EiffL commented 5 years ago

@mhuertascompany thoughts on interesting sample selection criteria ?

EiffL commented 5 years ago

It has taken a while, but preliminary code is finally there on master that can be used to generate a multiband HSC dataset. The way it works is essentially just providing a .sql file, then the code will download that catalog, and query all the corresponding cutouts, before aggregating them into a tfrecord dataset for super easy use.

Here is the command line to generate a test HSC dataset:

$ g2g-datagen --problem=img2img_hsc --data_dir=data/hsc_problem --tmp_dir=data/temp/hsc_problem

Once this is done, you can use this dataset from tensorflow super easily this way:

from galaxy2galaxy import problems

hsc = problems.problem('img2img_hsc')
# This  creates a tf.data.Dataset that you can directly use to feed data to a network
dset = hsc.dataset(Modes.TRAIN, data_dir='data/hsc_problem')

Checkout an example of using this dataset here: https://github.com/ml4astro/galaxy2galaxy/blob/%234/notebooks/AccessingHSCProblems.ipynb

Now, the question of interest here is, how do you define an HSC problem? Here is an example: https://github.com/ml4astro/galaxy2galaxy/blob/517b2d1410c427fe1e1f32c010ab0f400211677c/galaxy2galaxy/data_generators/hsc.py#L101

Essentially, to create a new problem based a different sample, you just need to add the corresponding sql file in galaxy2galaxy/data_generators/hsc_utils and add a subclass of HSCProblem in hsc.py, with the p.sql_file set to the corresponding sql file name.

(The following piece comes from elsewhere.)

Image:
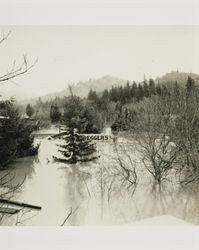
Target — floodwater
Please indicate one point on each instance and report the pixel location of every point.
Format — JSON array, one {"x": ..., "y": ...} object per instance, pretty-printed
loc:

EiffL commented 5 years ago

@kstoreyf could you have a look at this sql query, and tell me if it matches yours: https://github.com/ml4astro/galaxy2galaxy/blob/master/galaxy2galaxy/data_generators/hsc_utils/hsc_pdr2_wide_anomaly.sql If it does I can generate the corresponding dataset to make it easily accessible. Then you can train the G2G gans on it

kstoreyf commented 5 years ago

If you want to match my sample without having to do any post-processing, instead of just grabbing the interpolatedcenter and crcenter flags, cut on them by adding under WHERE:

AND NOT f1.g_pixelflags_interpolatedcenter AND NOT f1.r_pixelflags_interpolatedcenter AND NOT f1.i_pixelflags_interpolatedcenter AND NOT f1.z_pixelflags_interpolatedcenter AND NOT f1.y_pixelflags_interpolatedcenter

AND NOT f1.g_pixelflags_crcenter AND NOT f1.r_pixelflags_crcenter AND NOT f1.i_pixelflags_crcenter AND NOT f1.z_pixelflags_crcenter AND NOT f1.y_pixelflags_crcenter

also i did a second query and merged them to get more metadata, would be good if you just add to the main query under SELECT:

m.g_blendedness_abs_flux, m.g_blendedness_flag,
m.r_blendedness_abs_flux, m.r_blendedness_flag,
m.i_blendedness_abs_flux, m.i_blendedness_flag, 
m.z_blendedness_abs_flux, m.z_blendedness_flag, 
m.y_blendedness_abs_flux, m.y_blendedness_flag, 

    -- Shape of the CModel model
m.i_cmodel_exp_ellipse_11, m.i_cmodel_exp_ellipse_22, m.i_cmodel_exp_ellipse_12,
m.i_cmodel_dev_ellipse_11, m.i_cmodel_dev_ellipse_22, m.i_cmodel_dev_ellipse_12,
m.i_cmodel_ellipse_11, m.i_cmodel_ellipse_22, m.i_cmodel_ellipse_12,
m.r_cmodel_exp_ellipse_11, m.r_cmodel_exp_ellipse_22, m.r_cmodel_exp_ellipse_12,
m.r_cmodel_dev_ellipse_11, m.r_cmodel_dev_ellipse_22, m.r_cmodel_dev_ellipse_12,
m.r_cmodel_ellipse_11, m.r_cmodel_ellipse_22, m.r_cmodel_ellipse_12

and under FROM: LEFT JOIN pdr2_wide.meas AS m USING (object_id)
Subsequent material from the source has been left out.